„Hör`endlich auf, mit deinem ewigen Gejammer, ich kann und will das nicht mehr hören müssen….beinahe täglich, dein vor Selbstmitleid triefendes Gesülze ist echt nicht mehr zu ertragen!“, posaunte es aus ihm heraus, „kein Wunder, dass du immer noch alleine bist.“
Alleine bist,….alleine bist,..all…, schwingt es einem Echo gleich, hinterher. Anfangs noch unangenehm laut, um kurz darauf stetig ruhiger zu werden, bis es letztendlich still wird. Eine Stille, mit der er zurecht kommt, die zu diesem Zeitpunkt sogar als sehr angenehm empfunden wird. Eine Stille, die ihn beruhigt, die ihn abschalten lässt, ihm das Gefühl gibt, frei von all den mittlerweile unerträglichen Gedanken zu sein, die ihn permanent und penetrant belasten. Eine Stille, die ihn (kaum beruhigt), kurz darauf auf sehr grausame und despektierliche Art & Weise, entschieden auf seine Einsamkeit hinweist.

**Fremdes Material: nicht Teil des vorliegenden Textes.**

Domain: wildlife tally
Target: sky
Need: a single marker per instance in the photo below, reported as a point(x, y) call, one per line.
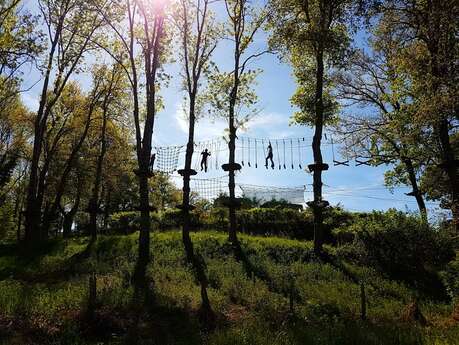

Einsamkeit ist wie ein Ozean so weit – schier unendlich – nicht zu bezwingen.
„Er hat ja so recht“, denkt er sich, „was jammer` ich ständig herum, komm` endlich weg von deinen Gedanken, die quälen doch nur…….das Leben ist doch lebenswert….ich hab doch Alles, was man braucht, um zu leben…um zu überleben…..ein Dach über dem Kopf, muss nicht Hunger leiden und gesund bin auch, soviel ich weiß!“
Etwas ruhiger geworden, man könnte es fast als entspannt bezeichnen, setzt er sich auf den Rahmen seines Bettgestelles, atmet noch einmal…zweimal, ganz tief und fest ein und aus, rollt sich anschließend auf die linke Seite seiner viel zu weichen Matratze und senkt sein Haupt langsam auf sein Kissen.
„Ein Kissen“, geht es ihm durch den Kopf, „eines…“.
Er schließt schnell seine Augen, die krampfhaft versuchen, feucht zu werden, um letztendlich die mühsam produzierte Träne auf seiner Wange hinab fließen zu lassen.